5. ndedupΒΆ

ndedup is a tool that implements packet deduplication. Packet deduplication is an important feature cleaning up and optimizing the flow of traffic towards monitoring and security tools by removing redundant packets. Duplicated packets may be present due to many factors, for instance when using SPAN ports for monitoring multiple links. Duplicate packets represents a problem for the monitoring tool because analyzing duplicate packets produces wrong numbers in your analytics, in addition to requiring higher processing and space resources for the monitoring system.

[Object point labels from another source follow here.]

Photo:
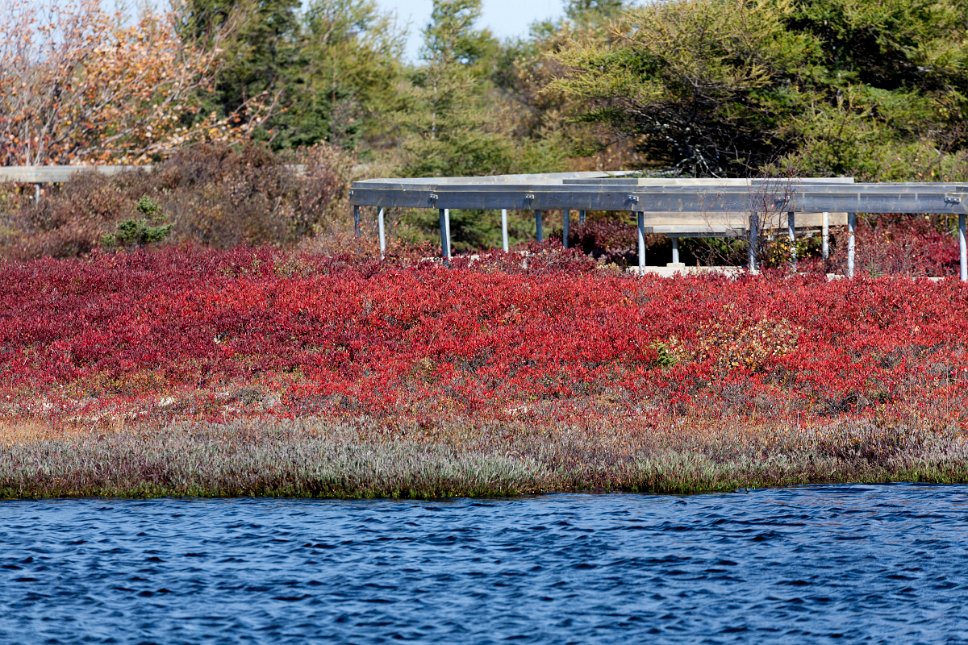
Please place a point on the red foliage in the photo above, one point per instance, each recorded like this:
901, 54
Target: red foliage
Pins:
203, 332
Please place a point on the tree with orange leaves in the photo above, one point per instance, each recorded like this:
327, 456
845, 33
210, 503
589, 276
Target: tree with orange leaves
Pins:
79, 84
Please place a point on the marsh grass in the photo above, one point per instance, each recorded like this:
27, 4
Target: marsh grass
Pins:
314, 457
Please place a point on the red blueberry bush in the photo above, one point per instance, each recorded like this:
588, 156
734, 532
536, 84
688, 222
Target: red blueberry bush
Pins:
206, 333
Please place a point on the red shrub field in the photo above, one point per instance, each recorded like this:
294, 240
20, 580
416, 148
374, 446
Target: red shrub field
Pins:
486, 346
489, 339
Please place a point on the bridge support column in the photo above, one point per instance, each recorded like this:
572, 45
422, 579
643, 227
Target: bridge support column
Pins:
963, 247
851, 242
640, 227
445, 235
504, 229
791, 233
383, 235
754, 238
825, 237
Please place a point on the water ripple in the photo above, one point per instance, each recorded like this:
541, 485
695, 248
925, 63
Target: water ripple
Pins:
817, 564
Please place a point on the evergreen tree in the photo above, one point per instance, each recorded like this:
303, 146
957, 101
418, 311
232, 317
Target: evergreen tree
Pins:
345, 83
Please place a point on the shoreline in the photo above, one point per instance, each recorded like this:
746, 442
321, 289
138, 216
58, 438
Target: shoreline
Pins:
315, 458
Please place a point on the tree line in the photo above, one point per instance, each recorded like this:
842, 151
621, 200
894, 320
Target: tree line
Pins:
696, 87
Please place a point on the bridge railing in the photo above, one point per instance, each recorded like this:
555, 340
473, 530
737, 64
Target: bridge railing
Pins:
665, 205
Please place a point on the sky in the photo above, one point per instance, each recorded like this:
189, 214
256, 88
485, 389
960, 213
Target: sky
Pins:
505, 18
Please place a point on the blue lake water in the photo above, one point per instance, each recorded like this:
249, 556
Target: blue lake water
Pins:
817, 564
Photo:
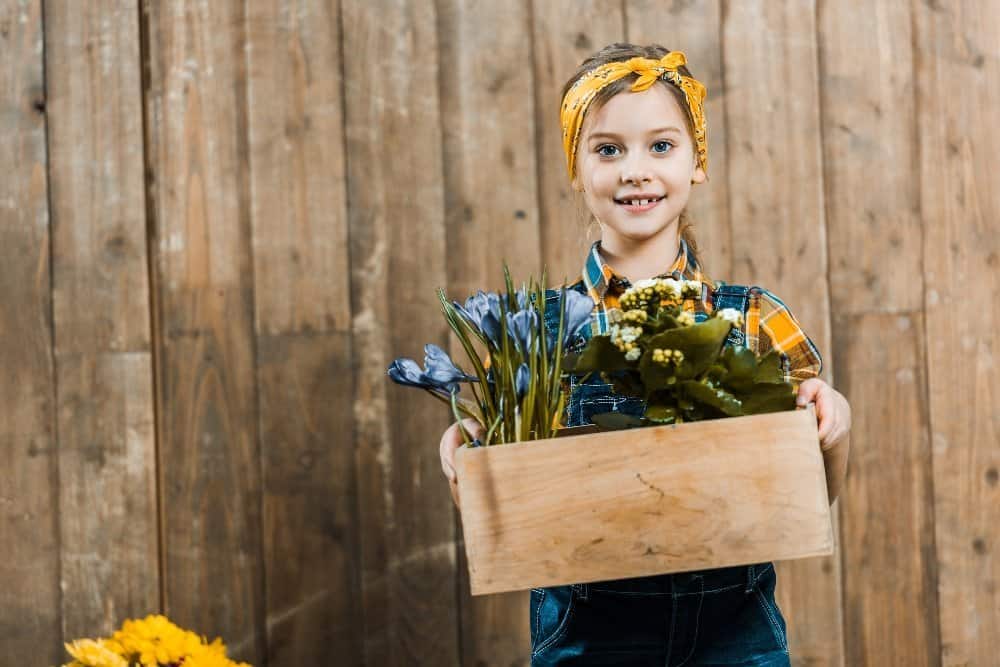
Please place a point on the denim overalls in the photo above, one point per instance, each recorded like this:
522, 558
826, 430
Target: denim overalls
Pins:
725, 616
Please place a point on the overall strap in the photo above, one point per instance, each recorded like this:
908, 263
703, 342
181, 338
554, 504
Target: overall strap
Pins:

ndedup is a tool that works inline, as a transparent bridge. When a packet comes in the tool uses one-way encryption to turn the packet into a strong collision-resistant hash value. This hash is compared to the hash of every packet that came before it in a pre-configured time window (e.g. last 50 msec), all this at really high speed (up to 100 Gbps). This makes this tool deployable in front of any appliance running network monitoring software (including n2disk).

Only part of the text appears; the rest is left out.